There are tens of thousands of vulnerable kids in the out-of-home care system, many of them from underclass families. Many of those kids will bounce around from care placement to care placement, until they ‘graduate’ to homelessness or the criminal justice system.

As my former colleague Dr Jeremy Sammut argued for years, for some children, especially some underclass children experiencing significant abuse and neglect, the best thing to do is to permanently remove them from their dangerous family situation and adopt them into a loving family.

Goward pushed for this approach despite the significant opposition from activists of the same type who are criticising her now. NSW has begun to see success in this strategy, with more than 150 adoptions last year, yet the other states continue to effectively do nothing about adoption from care.

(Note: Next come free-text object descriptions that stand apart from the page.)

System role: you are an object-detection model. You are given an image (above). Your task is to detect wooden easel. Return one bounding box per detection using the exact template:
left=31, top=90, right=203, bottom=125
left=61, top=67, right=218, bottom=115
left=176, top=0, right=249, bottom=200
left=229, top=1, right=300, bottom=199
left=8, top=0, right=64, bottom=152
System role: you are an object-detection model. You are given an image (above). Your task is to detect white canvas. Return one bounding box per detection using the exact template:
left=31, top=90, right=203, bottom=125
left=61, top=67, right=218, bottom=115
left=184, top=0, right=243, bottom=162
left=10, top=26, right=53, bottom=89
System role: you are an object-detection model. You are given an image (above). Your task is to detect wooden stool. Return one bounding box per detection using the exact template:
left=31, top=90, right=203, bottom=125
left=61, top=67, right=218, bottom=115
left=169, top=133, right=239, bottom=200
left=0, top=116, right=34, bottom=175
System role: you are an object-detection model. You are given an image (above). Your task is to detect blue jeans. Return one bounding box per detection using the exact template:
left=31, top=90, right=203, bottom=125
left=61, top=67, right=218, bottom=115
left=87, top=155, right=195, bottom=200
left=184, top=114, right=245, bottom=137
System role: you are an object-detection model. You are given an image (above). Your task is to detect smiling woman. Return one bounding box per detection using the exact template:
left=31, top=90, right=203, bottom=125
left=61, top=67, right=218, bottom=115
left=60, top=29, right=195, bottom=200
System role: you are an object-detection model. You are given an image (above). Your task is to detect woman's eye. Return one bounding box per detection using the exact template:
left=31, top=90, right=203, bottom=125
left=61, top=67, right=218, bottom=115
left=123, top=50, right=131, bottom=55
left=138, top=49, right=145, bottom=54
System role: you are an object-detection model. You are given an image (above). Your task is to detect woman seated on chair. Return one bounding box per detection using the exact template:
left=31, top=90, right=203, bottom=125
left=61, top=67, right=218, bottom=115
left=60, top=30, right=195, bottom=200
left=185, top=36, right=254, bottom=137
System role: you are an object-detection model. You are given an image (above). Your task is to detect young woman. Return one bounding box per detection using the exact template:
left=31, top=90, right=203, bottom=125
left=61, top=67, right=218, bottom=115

This extends beyond adoption, however. As another former colleague, Trisha Jha, argued, far more research and focus should be put on interventions that actually significantly mitigate the impact of childhood disadvantage.

JD Vance, in his memoir Hillbilly Elegy, revealed both the despair of the underclass, and the potential for personalised intervention to be successful.

Removing people from the system should be the goal but there is disappointing resistance to evidence based strategies. Some prefer universal system-level changes, usually based on highly redistributive taxation. Others promote ‘solutions’ that basically boil down to spending ever more money chasing fashionable, progressive fads.

In part, it is this opposition that provoked the sheer uniformity and extent of the negative response to Goward’s article. Astute observers should be tipped off that something else is going on here.

Goward is challenging a central element of the anti-poverty activists’ platform. Liz Allen’s oped in response to Goward states it clearly: “disadvantage isn’t due to poor personal choices, but rather due to the structural mechanisms keeping people down.”

But this simply isn’t universally true. Many people are poor because of bad luck — and some are poor because of failures in the system — but for others, bad personal decisions and circumstances have contributed to, or even caused, their poverty. They will not exit poverty without targeted intervention.

The point is not to condemn or stigmatise either the poor or the underclass. However, refusing to acknowledge, or misdiagnosing, the factors that contribute to poverty makes addressing the issues of long-term unemployment, and entrenched poverty, much harder.

For some, it is not the system that has to change, it is their choices and attitudes.